La prochaine grande proposition de réforme de Macron, un plan de simplification du système de retraite, sera probablement approuvée. En effet, son parti détient une majorité de sièges à l’Assemblée nationale et les syndicats sont divisés. Mais les protestations resteront prometteuses et, avec le ralentissement de l’économie mondiale, il sera de plus en plus difficile de maintenir les dépenses publiques élevées en France (facteur essentiel pour maîtriser les troubles sociaux). En outre, un secteur important de l’électorat, à l’extrême droite comme à l’extrême gauche, recèle des points de vue eurosceptiques allant à l’encontre des idéaux de Macron en faveur de l’intégration.
La France est le seul pays de l’Union européenne à avoir la détermination et l’énergie de sortir le bloc de sa léthargie – mais il se pourrait qu’elle doive se contenter d’une combinaison de demi-victoires et de défaites partielles.
La France ne peut pas mener seule
La première moitié du mandat de Macron comprenait une combinaison de victoires et de défaites, à la fois chez nous et à l’étranger. Macron a réussi à mettre en œuvre des réformes qui semblaient difficiles lors de son entrée en fonction, mais cela s’est fait au détriment de l’agitation sociale croissante, de la baisse de popularité et des compromis sur la politique budgétaire qui pourraient créer des problèmes à l’avenir. Au niveau européen, Macron a poussé pour ce qu’il a surnommé “l’autonomie stratégique” – c’est-à-dire une Union européenne plus autonome et mieux équipée pour faire face aux défis présentés par des puissances mondiales telles que les États-Unis, la Chine et la Russie. Mais, tout comme pour les politiques nationales, la pression de Macron a suscité une résistance au nord, un scepticisme profond à l’est et une irritation des institutions gouvernantes du bloc.
La détermination de Macron d’introduire un budget pour la zone euro en fournit un exemple frappant. Le leader français n’a réussi à obtenir qu’un accord dilué, principalement en raison de l’opposition du nord de l’Europe. Que cela représente une victoire ou une défaite pour Paris relève de l’interprétation politique, car on pourrait soutenir qu’un petit budget avec une vision limitée vaut mieux que pas de budget du tout. Mais le débat autour de sa création a montré que, malgré toute sa rhétorique euphorique, Macron ne contrôle pas le processus politique du bloc.
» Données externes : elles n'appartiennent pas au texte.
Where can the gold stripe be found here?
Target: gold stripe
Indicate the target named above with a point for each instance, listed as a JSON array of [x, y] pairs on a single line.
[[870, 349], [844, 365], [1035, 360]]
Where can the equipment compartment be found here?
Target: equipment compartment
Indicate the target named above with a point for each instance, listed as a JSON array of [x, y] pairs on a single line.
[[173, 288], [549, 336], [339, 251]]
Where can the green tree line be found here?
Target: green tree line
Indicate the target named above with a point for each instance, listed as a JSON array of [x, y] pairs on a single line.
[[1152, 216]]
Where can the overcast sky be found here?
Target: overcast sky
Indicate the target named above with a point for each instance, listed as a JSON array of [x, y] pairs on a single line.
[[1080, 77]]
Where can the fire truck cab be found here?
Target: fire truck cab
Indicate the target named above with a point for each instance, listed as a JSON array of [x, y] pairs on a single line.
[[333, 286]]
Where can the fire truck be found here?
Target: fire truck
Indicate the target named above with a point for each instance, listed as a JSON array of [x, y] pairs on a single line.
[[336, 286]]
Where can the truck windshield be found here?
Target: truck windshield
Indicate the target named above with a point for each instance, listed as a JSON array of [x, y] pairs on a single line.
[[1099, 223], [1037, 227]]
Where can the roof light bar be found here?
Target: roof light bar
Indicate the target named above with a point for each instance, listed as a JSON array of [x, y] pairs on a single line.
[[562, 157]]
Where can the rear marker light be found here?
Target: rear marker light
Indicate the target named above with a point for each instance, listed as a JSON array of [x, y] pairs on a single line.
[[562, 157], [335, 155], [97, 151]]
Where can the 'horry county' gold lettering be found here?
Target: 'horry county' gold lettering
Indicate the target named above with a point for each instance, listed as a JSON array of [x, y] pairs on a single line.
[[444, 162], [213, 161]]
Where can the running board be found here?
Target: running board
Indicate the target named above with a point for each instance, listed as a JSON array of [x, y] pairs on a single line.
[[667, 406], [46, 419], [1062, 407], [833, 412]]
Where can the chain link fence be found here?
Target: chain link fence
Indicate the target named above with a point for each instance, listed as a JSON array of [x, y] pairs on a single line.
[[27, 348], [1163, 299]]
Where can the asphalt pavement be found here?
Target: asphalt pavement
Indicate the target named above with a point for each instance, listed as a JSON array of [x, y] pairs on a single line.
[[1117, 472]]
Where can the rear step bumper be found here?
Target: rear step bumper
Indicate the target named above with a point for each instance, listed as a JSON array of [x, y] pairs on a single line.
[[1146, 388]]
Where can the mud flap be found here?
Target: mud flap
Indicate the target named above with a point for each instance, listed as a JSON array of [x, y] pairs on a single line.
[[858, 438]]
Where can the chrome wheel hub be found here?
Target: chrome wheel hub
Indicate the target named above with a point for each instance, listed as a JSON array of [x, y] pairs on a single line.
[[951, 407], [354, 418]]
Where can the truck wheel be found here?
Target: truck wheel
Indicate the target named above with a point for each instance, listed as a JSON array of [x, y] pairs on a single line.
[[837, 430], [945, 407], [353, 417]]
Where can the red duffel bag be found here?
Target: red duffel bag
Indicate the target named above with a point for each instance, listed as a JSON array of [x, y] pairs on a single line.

Des résultats similaires sont attendus au cours de la seconde moitié de la présidence de Macron. L’Allemagne restera dans un état de semi-paralysie, ce qui signifie que des réformes profondes dans la zone euro sont peu probables. Entre-temps, l’Europe du Nord s’est révélée capable de s’organiser dans un camp anti-Macron, tandis que l’Europe de l’Est – malgré ses divisions actuelles – pourrait encore bloquer les propositions de Paris si les choses se gâtaient. En même temps, certains des alliés naturels de la France dans le sud (Italie et Espagne) ont trop de problèmes intérieurs à régler efficacement la politique de l’UE. Et chez nous, les menaces persistantes d’agitation sociale et le fort sentiment eurosceptique restreindront la marge de manœuvre du gouvernement. Reste que la France est le seul pays de l’Union européenne à avoir la détermination et l’énergie de sortir le bloc de sa léthargie, même s’il devra éventuellement se contenter d’une combinaison de demi-victoires et de défaites partielles.